Spirit Memuliakan Bulan Ramadhan
“Barang siapa menjalankan ibadah puasa dengan penuh keimanan, maka Allah akan mengampuni dosanya yang akan datang” (HR. Bukhari Muslim)
Umat Islam kembali memasuki bulan Ramadan 1444 H. Berbeda dengan tahun sebelumnya, situasi kali ini kita telah terbebas dari pandemi covid 19. Keadaan ini tentu, menjadi angin segar bagi umat Islam yang akan menunaikan ibadah puasa, sebab tidak ada lagi pembatasan dalam beribadah dimanapun berada. Rasa rindu akan datangnya bulan Suci Ramadhan menjadikan kita menyalakan semangat fastabiqul khairat. Semangat tersebut sebagai bagian dari cara kita memuliakan bulan Suci Ramadhan.
Spirit Fastabiqul Khairat Ramadhan
Spirit fastabiqul khairat terilhami dari Surat Al-Baqarah:148 yang artinya ‘berlomba-lomba dalam kebaikan’. Lantas dengan siapa dan bagaimana mekanisme semangat tersebut?
Catatan penting dalam semangat ini bukanlah seperti ‘rivalry confrontation’ konfrontasi berbasis rival, tetapi penting bagi kita bahwa spirit fastabiqul khairat ialah menjadi yang terbaik untuk meraih predikat takwa dari Allah. Prestasi prestisius tersebut merupakan goal setting yang harus kita kejar.
Meraihnya, memang tidak mudah, diperlukan ikhtiar maksimal. Suasana puasa yang berbeda dari bulan- bulan sebelumnya akan memberikan daya positif untuk dapat meraihnya, sebab selama berpuasa ,mayoritas setiap muslim notabene banyak melakukan aktivitas positif.
Semangat atau spirit fastabiqul khairat juga harus kita pahami dalam dimensi pedagogis dari pesan universal puasa. Risalah Islam mengajarkan bagimana praktik berpuasa tidak semata-mata sebagai alih-alih menggugurkan kewajiban, tetapi sebagai suatu amaliah yang bergerak dalam frekuensi penghayatan yang mendalam.
Dari sini kita memahami bahwa puasa mendidik kita untuk menjalankan ibadah secara periodik sesuai ketentuan syariat yang mampu menuhankan Tuhan dan memanusiakan manusia.

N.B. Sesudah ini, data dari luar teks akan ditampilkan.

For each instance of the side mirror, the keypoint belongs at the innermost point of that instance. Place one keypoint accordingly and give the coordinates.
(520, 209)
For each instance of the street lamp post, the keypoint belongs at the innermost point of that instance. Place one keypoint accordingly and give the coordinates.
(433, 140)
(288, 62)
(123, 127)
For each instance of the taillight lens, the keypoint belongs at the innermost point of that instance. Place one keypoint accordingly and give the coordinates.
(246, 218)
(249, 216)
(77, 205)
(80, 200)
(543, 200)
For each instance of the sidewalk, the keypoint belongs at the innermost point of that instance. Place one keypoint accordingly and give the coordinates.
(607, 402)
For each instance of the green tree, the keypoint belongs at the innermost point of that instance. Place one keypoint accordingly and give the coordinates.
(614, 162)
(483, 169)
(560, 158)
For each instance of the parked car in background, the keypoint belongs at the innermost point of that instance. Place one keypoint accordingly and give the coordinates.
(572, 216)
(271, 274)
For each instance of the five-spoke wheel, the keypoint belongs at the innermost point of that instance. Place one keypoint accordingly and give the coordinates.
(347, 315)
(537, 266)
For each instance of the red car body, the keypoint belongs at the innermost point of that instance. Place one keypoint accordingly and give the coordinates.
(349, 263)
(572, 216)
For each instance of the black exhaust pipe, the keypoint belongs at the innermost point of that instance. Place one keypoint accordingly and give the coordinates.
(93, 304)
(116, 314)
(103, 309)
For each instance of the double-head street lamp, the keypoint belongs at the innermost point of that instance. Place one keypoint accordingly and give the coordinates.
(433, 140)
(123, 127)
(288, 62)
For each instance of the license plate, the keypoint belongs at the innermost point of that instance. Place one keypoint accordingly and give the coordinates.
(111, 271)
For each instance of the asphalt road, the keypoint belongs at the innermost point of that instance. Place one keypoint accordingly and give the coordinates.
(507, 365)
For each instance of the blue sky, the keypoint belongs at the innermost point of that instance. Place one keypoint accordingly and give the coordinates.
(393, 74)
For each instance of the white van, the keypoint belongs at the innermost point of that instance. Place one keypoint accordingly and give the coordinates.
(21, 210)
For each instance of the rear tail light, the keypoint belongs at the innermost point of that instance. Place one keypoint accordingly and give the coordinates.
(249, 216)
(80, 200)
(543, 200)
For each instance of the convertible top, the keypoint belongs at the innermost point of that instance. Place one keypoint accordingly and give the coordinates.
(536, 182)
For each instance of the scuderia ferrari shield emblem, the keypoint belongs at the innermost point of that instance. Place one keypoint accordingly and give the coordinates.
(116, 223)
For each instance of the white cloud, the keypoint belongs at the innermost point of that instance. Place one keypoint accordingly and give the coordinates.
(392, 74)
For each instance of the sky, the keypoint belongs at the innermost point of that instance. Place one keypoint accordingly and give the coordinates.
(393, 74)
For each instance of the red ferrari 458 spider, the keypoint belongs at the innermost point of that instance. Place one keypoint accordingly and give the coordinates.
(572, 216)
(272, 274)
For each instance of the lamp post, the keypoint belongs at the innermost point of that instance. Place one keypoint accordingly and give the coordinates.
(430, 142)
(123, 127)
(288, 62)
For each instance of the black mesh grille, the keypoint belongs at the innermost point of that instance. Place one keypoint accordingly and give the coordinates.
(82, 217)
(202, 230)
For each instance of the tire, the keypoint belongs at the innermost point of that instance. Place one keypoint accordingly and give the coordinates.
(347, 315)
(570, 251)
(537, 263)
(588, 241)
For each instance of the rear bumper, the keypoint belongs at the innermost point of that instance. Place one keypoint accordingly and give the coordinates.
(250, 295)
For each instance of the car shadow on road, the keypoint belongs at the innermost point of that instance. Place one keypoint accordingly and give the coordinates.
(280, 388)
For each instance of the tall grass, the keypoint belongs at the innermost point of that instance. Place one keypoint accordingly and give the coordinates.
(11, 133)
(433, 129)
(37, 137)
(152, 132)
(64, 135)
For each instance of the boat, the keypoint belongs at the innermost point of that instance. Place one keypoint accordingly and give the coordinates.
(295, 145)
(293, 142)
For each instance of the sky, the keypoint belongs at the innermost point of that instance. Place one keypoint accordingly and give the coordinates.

Paradigma ihsan memposisikan diri kita sebagai hamba Allah yang menyadari bahwa tiada sedikitpun yang luput dari pengawasan Allah termasuk niat kita dalam beribadah. Puasa menjadi teramat istimewa sebab orang yang berpuasa itu meninggalkan makan, minum dan syahwatnya karena taat pada perintahKu Allah, puasa adalah untukku (Allah) dan Aku akan memberikan balasannya, sedang sesuatu kebaikan itu dibalas dengan sepuluh kali lipat gandanya.” Demikian kata Allah dalam salah satu hadis qudsi.
Proses dari transendensi (habluminallah) mengarahkan kita pada keharusan menghargai sesama. Berpuasa mampu menyapih kemanusiaan kita dari materialisme dan ego. Kesalehan sosial mewujud dalam sikap empati kepada kaum termarjinalkan, kaum mustadafin ataupun golongang fakir miskin. Sebagian rezeki yang sejujurnya merupakan titipan, kita salurkan kepada yang membutuhkan. Tentu saja tidak mudah mempraktikkannya, tetapi spirit fastabiqul khairat dengan landasan teologis yang benar mempu mendorong kita melaksanakannya.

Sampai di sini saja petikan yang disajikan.